A la mujer, le diagnosticaron cáncer sin esperanza de curación, y habiendo oído hablar de Padre Pío y de sus milagros, le dijo a su marido: “Ve a ver al Padre Pío”. Su marido, obstinadamente anticlerical, con un pasado lleno de errores y de pecados, se negó.

Ella, viendo que su muerte estaba próxima, volvió a insistir a su marido, pero él reaccionó de forma irritada y sarcástica, burlándose de Padre Pío. Entonces la mujer rompió a llorar desconsoladamente.

El abogado, al ver la situación de su esposa y su llanto, por compasión, decidió contentarla.

“Vale!, voy a ir” -le dijo-. “Y no porque crea, sino para jugar un `terno al lotto´” (expresión italiana que equivale a decir `jugar a la lotería´ o `probar suerte´).

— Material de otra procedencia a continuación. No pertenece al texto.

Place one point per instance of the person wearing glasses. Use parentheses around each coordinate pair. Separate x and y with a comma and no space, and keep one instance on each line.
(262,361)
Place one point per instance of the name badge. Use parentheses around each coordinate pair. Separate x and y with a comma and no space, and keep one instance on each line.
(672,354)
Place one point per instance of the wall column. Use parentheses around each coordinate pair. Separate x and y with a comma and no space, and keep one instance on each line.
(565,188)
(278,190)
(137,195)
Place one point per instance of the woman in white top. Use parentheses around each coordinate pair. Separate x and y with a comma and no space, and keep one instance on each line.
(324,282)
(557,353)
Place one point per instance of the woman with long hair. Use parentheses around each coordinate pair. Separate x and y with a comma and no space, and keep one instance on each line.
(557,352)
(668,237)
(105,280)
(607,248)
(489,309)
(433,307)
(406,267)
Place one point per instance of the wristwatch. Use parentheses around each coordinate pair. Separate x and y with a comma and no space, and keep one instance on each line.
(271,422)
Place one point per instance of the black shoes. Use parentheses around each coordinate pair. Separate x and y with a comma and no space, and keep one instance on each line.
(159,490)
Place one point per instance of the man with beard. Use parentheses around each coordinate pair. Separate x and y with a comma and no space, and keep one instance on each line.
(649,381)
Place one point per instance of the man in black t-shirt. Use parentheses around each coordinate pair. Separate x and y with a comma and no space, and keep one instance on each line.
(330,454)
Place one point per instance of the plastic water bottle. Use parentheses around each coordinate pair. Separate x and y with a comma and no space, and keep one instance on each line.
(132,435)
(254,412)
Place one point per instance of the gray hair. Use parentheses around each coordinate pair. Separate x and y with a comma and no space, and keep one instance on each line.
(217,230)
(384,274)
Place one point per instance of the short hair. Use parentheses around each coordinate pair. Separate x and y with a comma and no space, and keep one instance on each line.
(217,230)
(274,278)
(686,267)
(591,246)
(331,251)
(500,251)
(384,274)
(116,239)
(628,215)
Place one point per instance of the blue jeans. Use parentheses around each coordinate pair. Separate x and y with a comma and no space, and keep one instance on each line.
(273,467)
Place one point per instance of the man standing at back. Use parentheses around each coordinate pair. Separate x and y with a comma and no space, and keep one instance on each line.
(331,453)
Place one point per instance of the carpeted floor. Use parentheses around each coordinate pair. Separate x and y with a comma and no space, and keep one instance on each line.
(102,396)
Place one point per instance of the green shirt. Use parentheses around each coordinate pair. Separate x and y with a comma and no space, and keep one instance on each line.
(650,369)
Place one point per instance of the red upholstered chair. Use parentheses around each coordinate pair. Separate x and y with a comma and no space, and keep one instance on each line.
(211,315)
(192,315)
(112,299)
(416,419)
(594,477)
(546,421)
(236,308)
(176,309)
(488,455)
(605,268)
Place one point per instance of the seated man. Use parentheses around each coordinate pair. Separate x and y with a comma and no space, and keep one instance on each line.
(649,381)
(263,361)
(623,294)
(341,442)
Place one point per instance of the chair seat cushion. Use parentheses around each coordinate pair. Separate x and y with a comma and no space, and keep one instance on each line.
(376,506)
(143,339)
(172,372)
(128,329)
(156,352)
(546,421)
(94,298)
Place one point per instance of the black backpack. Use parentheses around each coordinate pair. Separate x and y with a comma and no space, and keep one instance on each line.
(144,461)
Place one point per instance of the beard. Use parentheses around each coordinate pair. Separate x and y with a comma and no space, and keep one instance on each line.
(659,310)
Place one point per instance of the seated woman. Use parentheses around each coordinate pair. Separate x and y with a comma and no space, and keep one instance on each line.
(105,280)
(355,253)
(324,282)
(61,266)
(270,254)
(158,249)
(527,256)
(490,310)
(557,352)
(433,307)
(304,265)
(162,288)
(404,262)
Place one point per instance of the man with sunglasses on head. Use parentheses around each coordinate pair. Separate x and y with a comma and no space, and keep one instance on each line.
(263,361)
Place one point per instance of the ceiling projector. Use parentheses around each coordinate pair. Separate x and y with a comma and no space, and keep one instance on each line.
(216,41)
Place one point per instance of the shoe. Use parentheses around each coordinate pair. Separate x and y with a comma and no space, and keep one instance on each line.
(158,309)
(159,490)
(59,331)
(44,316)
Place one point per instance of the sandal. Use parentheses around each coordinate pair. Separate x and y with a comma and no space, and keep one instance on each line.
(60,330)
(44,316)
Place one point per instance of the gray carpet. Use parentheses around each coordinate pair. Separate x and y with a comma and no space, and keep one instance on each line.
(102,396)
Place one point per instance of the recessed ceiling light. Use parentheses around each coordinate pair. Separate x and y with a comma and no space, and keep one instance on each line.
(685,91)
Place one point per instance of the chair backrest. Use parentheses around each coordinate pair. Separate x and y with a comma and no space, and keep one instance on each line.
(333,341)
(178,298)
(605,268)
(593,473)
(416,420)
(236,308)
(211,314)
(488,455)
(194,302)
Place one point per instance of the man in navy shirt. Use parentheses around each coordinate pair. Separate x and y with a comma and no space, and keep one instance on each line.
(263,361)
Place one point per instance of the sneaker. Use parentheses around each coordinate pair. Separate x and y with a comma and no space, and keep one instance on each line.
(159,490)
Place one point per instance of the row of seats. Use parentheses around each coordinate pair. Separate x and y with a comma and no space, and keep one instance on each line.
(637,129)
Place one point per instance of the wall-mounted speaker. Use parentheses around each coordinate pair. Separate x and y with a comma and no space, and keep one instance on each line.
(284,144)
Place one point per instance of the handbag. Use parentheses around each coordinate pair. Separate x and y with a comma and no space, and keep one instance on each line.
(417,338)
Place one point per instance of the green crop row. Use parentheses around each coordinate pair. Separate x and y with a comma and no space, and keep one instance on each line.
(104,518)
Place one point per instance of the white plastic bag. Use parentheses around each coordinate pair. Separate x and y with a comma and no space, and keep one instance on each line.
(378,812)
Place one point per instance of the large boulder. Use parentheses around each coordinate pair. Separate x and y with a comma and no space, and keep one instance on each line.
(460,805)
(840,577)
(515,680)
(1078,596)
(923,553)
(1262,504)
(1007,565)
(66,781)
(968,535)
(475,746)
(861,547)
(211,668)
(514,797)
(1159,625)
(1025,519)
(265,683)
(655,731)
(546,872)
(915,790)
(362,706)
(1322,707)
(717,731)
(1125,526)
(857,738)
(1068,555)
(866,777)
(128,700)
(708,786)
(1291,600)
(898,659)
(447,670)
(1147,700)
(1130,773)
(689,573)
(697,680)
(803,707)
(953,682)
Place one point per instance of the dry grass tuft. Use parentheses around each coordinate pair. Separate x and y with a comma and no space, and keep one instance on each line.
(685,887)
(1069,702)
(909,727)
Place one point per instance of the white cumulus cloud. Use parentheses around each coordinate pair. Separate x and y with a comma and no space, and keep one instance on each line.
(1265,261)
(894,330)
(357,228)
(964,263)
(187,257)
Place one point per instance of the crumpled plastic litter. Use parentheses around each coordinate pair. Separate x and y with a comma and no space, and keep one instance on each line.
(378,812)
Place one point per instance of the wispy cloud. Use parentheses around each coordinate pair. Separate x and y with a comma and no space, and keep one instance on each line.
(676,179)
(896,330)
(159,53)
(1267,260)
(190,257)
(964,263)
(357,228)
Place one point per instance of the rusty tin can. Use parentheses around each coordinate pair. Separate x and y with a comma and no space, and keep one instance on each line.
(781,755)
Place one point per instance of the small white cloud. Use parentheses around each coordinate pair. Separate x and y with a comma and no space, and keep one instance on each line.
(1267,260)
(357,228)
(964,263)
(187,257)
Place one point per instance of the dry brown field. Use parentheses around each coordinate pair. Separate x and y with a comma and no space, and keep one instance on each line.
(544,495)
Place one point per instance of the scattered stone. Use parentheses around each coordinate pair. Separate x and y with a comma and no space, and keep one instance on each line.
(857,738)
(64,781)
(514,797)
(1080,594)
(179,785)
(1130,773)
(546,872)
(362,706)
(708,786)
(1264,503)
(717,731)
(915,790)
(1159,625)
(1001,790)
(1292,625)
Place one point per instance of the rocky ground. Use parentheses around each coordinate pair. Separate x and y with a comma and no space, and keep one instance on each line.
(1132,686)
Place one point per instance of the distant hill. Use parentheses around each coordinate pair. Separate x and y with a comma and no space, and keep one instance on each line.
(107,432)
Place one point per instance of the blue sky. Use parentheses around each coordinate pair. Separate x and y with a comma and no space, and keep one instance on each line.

El abogado partió de Bolonia, que se encuentra a más de 500 km de San Giovanni Rotondo, en busca de Padre Pío. Llegó por la noche y, al día siguiente, participó de la misa del fraile capuchino, hizo la larga cola de las confesiones y cuando llegó su turno, se quedó de pie, sin arrodillarse. “Padre, -dijo el abogado- quiero hablarle un minuto”.

“Joven, no me haga usted perder el tiempo -le respondió el Padre Pío-, con tono severo. ¿Qué ha venido a hacer, a jugarse `un terno al lotto´?. Si quiere confesarse, arrodíllese, si no déjeme confesar a esta pobre gente que está esperando”.

El abogado se sintió fulminado al oír en boca de Padre Pío las mismas palabras que él le había dicho a su mujer en el hospital, antes de salir de Bolonia. Además, observó que el tono en que Padre Pío le habló no admitía réplica. Entonces, se arrodilló ante los pies del fraile, pero no había pensado ni siquiera en sus pecados, no sabía qué decir. Se quedó completamente en blanco, enmudecido, y con miedo de que el fraile capuchino volviera a repetirle la escena.

“Cuando me arrodillé -cuenta el masón- el Padre Pío cambió de tono y de actitud, se volvió dulce y paternal. Y en forma de pregunta me revelaba, paso a paso, cada pecado de mi vida pasada. Había cometido ¡tantos!…

Escuchaba la pregunta, cabizbajo, y siempre respondía -Sí-.

Asombrado y conmovido, me quedé todo el tiempo inmóvil. Finalmente, Padre Pío me preguntó: `¿tienes algún otro pecado que confesar?´. ¡No! -respondí-, convencido de que él me los había dicho todos, conociendo mi vida a la perfección. Entonces, en este momento, el Padre Pío me reveló un episodio de mi vida pasada que solamente yo conocía. Fulminado por el escrutinio que había hecho de mi corazón, me eché a llorar y escondí mi rostro sobre mis manos.

Fue entonces cuando, Padre Pío, dulcemente, apoyó su brazo sobre mi espalda y acercándose a mi oído me susurró sollozando: “Hijo mío, me has costado lo mejor de mi sangre”. Con estas palabras, sentí que mi corazón se partía en dos, lloré bastante rato y alzando mis ojos a él repetía: ¡Padre, ¡perdón!, ¡perdón!, ¡perdón!…

Entonces Padre Pío, que aún no había quitado su brazo de mi espalda, se acercó más y comenzó a llorar conmigo. Una dulcísima paz invadió mi espíritu, y sentí que todo mi dolor se transformaba en gozo. ¡Padre! -le dije- soy tuyo, haz de mí lo que quieras. Y él, enjugándose los ojos, me dijo: “dame una mano para ayudar a los otros”. Después añadió: `salúdame a tu esposa´. Cuando volví a mi casa mi esposa estaba curada”.